Rwanda's role in connecting Africa
Updated: 2013-11-04 00:53
This is already my third visit to Kigali, the capital of Rwanda, in the past year. Rwanda itself is a relatively small country with few natural resources and poor economic ties with the outside world. As such, one could argue that there is little here to write about.
However, the reason I have been here more often than to any of the larger African nations is that its national strategy has turned it into a center for international conferences, where many of the future goals and perspectives of the continent are hammered out. In that respect, it has something in common with Addis Ababa.
Rwanda, known as "the country of a thousand hills", is far inland from the eastern coast of Africa. Its landlocked geography has combined with a lack of natural resources to limit its development, and it still lacks a large-scale manufacturing base, relying instead mostly on subsistence agriculture.
The genocide of 1994 further devastated the country, bringing the economy to a virtual standstill.
However, since then, the country has found a way to grow, making use of its strategic location in the heart of the continent to become a conference hub for the Eastern African Community and Africa as a whole.
Rwanda's gradual rebirth also depends on investment in the information and communications technology (ICT) sector, helping to connect and integrate the region.
That's why I'm here in the capital, Kigali again, to report on the Transform Africa Summit, which aims to assess the progress made in the African ICT sector over the past six years and set goals for the future.
The progress in ICT across the continent as a whole is clear from the figures, as demonstrated by Gilbert Mbesherubusa of the African Development Bank.
Mbesherubusa, vice-president of operations for infrastructure, private sector and regional integration, said the number of cellphone SIM cards sold on the continent has increased almost threefold since 2007 to 810 million in 2013.
There are around 116 million mobile broadband subscribers in Africa, he said, representing a penetration rate of about 11 percent of the population, compared with just 0.35 percent in 2007.
The boom in ICT has greatly affected the way Africans conduct daily life, including education, business and politics. People can now transfer, withdraw or deposit money electronically, using a cellphone payment system called M-Pesa. The system provides a link between people in remote areas such as the Masai Mara and big cities such as Nairobi, capital of Kenya.
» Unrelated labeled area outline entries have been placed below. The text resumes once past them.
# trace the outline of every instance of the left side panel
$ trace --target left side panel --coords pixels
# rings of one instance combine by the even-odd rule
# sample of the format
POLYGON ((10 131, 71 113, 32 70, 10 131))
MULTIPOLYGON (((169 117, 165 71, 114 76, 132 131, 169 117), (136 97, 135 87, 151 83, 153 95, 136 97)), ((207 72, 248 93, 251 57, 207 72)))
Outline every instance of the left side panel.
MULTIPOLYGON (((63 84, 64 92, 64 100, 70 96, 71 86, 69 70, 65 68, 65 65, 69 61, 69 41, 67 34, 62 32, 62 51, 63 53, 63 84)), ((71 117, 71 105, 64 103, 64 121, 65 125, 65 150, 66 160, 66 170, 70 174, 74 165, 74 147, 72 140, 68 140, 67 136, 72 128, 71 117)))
Andrew Rugege, regional director for Africa at the International Telecommunication Union, told me that China has played a significant role in this development.
"Of course, the most fundamental element is the related infrastructure construction, in which China has significantly invested," he said. "All the networks and related technology have been brought in by renowned Chinese firms, including Huawei and ZTE.
"Affordability is another important factor in terms of the future development of ICT, and China has done very well in bringing affordable products to Africa," he said.
But Rugege also says that Huawei and ZTE are not enough, and Africa needs more innovative, high-quality ICT companies to get involved.
Many small and medium-sized ICT firms from China have overlooked the potential of the African market and downplayed its capacity. And in some cases, the potential for doing business is huge.
For example, one medium-sized Chinese company focusing on Internet cloud technology has identified an opportunity to supply services to African transnational corporations, as well as provide infrastructure for integration throughout the region.
In addition, many participants at the summit in Kigali stressed that Africa is eager to cooperate with the rest of the world to enhance its capabilities in ICT, including developing homegrown talent.
Carnegie Mellon University, a leading research institution for information technology and engineering in the United States, has established a campus in Kigali. It is the first institution of its kind in eastern Africa, offering master's programs in ICT and related subjects, with the aim of developing Africa's ICT talent.
Meanwhile, China's contribution mostly consists of accepting African students to study computer science and information technology in China, although it has made significant progress in this field and created a constructive environment for ICT industry and education.